Mr. Speaker, I am pleased to rise to speak to the concurrence in the third report of this standing This was with regard to the family trusts that the Minister of Finance referred to earlier today in question period when he talked about how he had closed all tax loopholes and accused the other parties of not supporting tax cuts.
When we look at the record of this government as it relates to issues such as family trusts, we find that the record is less than commendable.
Last May, I believe, the auditor general tabled his report regarding the family trust issue. He was very concerned about the situation where about $2 billion had been transferred out of this country on a tax free basis.
The transaction happened in 1991 but the present government obviously concurred with the decision of the previous government because it did everything it could in its power to ensure that the decision of the previous government was retained and enforced and it stood by it.
After some months, after it became public, the Minister of Finance stood up in the House with a ways and means motion and closed the loophole but did not close it retroactively. What that meant was the issue of $2 billion moving out of this country tax free by people of very substantial means. It is only people of very substantial means who can have $2 billion to move anywhere, albeit out of the country on a tax free basis.
After the people involved and others who had the same opportunities available to them were able to take advantage of this loophole that had occurred in the law, the Minister of Finance stood in the House and closed the loophole. I find that abominable for the individual small taxpayer of this country.
As the House knows, the Reform Party in its fresh start introduced proposed amendments to the Income Tax Act and proposed that the basic exemption be increased from its current amount of around $5,800 to $7,900. That gives every Canadian in this country, rich or poor, working or otherwise, a tax break. However, it does not focus the tax break on the super rich. It focuses it on the working Canadians who carry this country on their backs.
We found that the Minister of Finance, by his actions and by his collusion with the decisions of the previous government, aided and abetted a situation where hundreds of millions of dollars of taxes went uncollected. On that basis, I find it rather appalling that the Minister of Finance would stand in the House, as the protector of the poor, and accuse the other parties of being otherwise when in fact it was his government that had it in its power to ensure that the rich and super rich pay their share and he did not do so.

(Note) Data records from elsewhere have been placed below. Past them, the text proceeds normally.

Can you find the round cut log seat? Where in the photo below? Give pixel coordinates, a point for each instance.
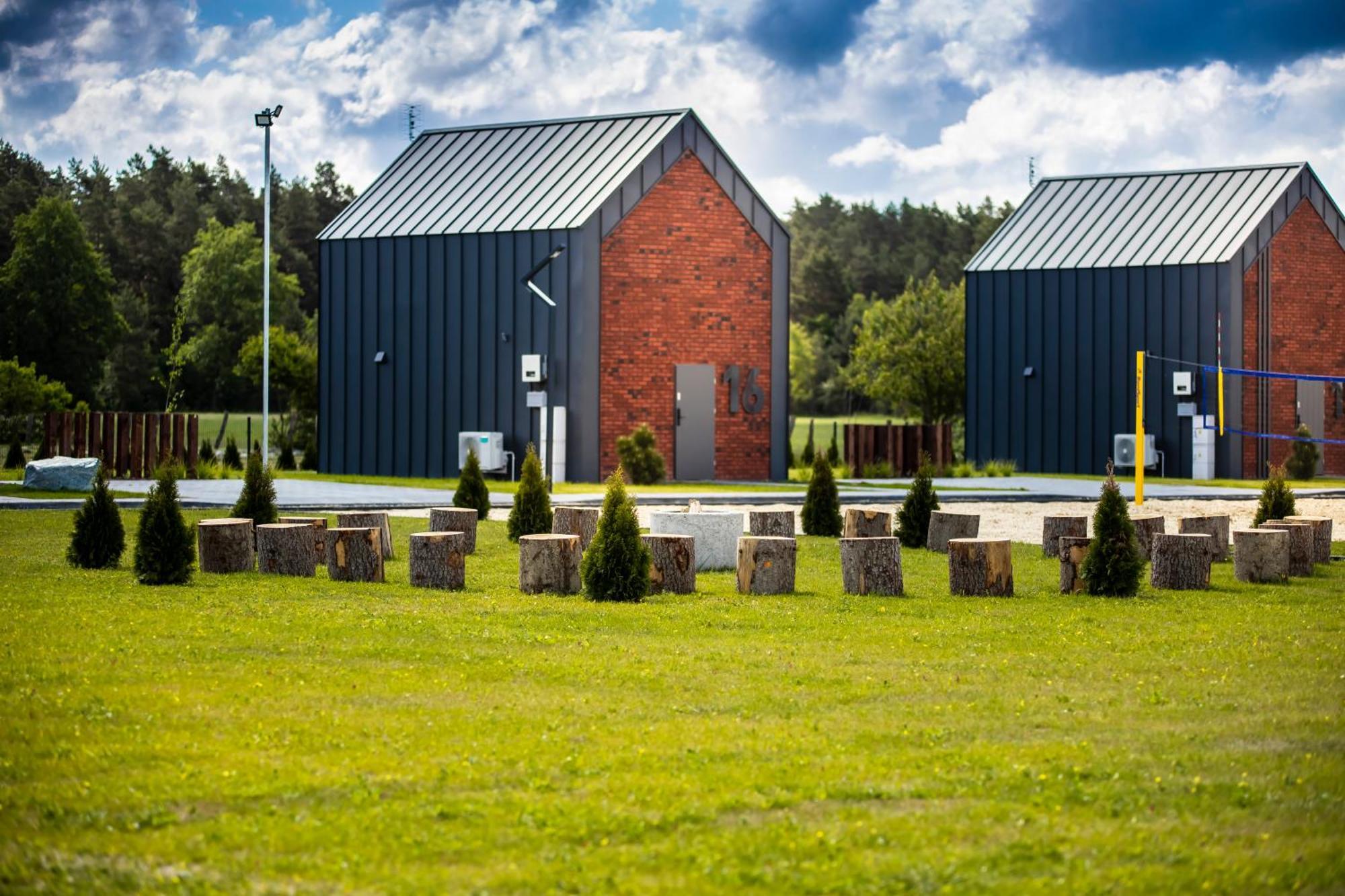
(439, 560)
(672, 564)
(354, 553)
(946, 526)
(549, 564)
(1261, 555)
(766, 565)
(286, 549)
(457, 520)
(1180, 563)
(872, 565)
(981, 567)
(225, 545)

These are the types of things that are abhorrent in this country. When we look to our parliamentarians for leadership, we find they make the rules according to those who have access, and for the small individual Canadian who just pays a bit of tax there is no opportunity for him to avoid or in any way escape the long arm of the tax collector. Yet others we find have had opportunities to walk away with what appears to be several hundred million dollars of tax through a small loophole.
I was involved in the debates at the time through the public accounts committee. I was appalled by the way the deputy minister of finance and others in his department tried to justify this situation. It dealt with an issue called taxable Canadian property. Every tax practitioner I am aware of is fully aware that taxable Canadian property has always been referred to in the context of international transactions. No one but no one could find any reference in the Income Tax Act, the income tax publications, the income tax rules, the income tax books published by the CCH or anyone else for that matter that made any reference to Canadian taxable property as being part of the domestic tax scene. Yet we had the deputy minister of finance come before the committee and say "this was such a simple thing, it has been the rule since 1971, and it is so obvious that we did not even have to document it in this particular case".

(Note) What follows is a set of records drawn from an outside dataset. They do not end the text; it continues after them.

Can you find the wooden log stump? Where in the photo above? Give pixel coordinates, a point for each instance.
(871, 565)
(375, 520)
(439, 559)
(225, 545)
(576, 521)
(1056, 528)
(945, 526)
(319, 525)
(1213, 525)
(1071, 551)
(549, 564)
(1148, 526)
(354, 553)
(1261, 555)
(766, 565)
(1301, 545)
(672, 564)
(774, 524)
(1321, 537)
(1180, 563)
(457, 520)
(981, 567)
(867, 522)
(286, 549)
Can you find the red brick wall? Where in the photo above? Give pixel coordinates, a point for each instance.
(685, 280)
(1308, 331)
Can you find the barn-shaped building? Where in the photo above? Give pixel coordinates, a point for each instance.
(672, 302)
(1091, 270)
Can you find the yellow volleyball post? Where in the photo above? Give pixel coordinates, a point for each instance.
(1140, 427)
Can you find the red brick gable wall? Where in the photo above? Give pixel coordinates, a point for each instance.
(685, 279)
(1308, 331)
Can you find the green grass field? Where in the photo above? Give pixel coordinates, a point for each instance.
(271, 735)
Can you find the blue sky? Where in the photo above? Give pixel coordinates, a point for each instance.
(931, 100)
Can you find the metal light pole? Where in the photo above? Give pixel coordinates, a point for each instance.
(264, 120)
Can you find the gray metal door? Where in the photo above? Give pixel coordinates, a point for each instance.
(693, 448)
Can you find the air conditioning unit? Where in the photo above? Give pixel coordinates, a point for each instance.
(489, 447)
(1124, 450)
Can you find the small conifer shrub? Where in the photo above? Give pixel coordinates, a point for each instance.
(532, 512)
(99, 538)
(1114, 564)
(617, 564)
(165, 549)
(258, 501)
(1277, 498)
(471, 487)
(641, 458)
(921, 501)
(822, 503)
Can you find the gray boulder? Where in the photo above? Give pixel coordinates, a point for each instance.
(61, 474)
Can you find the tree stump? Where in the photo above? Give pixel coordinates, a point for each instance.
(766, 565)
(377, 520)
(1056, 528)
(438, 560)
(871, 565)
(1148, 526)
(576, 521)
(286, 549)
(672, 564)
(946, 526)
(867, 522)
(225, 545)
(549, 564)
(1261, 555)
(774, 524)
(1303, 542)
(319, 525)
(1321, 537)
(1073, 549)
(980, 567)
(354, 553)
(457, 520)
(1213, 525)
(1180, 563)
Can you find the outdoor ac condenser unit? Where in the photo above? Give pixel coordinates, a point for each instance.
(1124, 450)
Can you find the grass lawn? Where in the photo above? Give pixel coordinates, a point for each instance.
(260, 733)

The point is if it had been such a simple and obvious thing, if Canadian taxable property applied to domestic transactions, such as real estate transactions-I remember one official from the Department of Finance saying that every time a Canadian acquires an asset he is acquiring Canadian taxable property and that is the way it has been since 1971-not one publication, not one reference in the Income Tax Act and not one reference by tax practitioners would suggest this.
Members know of the ongoing dialogue between the accounting profession and the Department of National Revenue regarding the way the Income Tax Act is applied to profits. Over a period of 25 years not one reference was ever made to the fact that Canadian taxable property was part of a domestic transaction. Yet the government says it is so simple and it has always been that way.

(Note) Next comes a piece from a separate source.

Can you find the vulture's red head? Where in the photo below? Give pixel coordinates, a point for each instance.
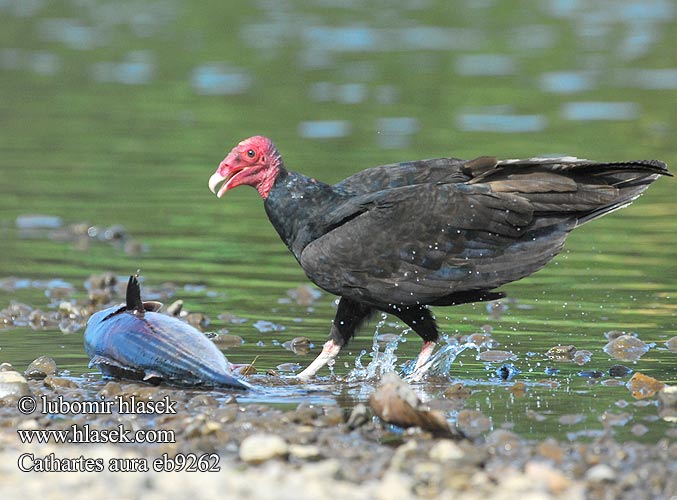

How on earth could the practitioners deem that this particular transaction was an allowable one? We have had the senior officials in committee and the Minister of Finance in the House stand up and say absolutely that this is an obvious situation. That is what turns the small taxpayer against government and politicians.
When the Minister of Finance stood today and made specific reference to this trust and the fact that he had closed the loophole I took exception to his statement. I wondered what he was doing. Today he is trying to be the defender of the small taxpayer. He made reference to the fact that he had closed this massive loophole, yet everyone knows that he left it open a mile wide. Anybody who has the expertise, the desire and the motive can take advantage of it. People can even get what is called an advanced tax write-off to lock it in. After all that, we find out that the small taxpayer cannot do it.
The member for Medicine Hat told us that personal income tax as a percentage of GDP has gone up 15 per cent. The Minister of Finance told us that he had not raised income taxes. The small taxpayer is carrying the country on its back, the wealthy have the opportunity to take advantage of the loopholes and the government allows them to go through before it closes the door.
I am going to close now because I am splitting my time according to the Standing Orders.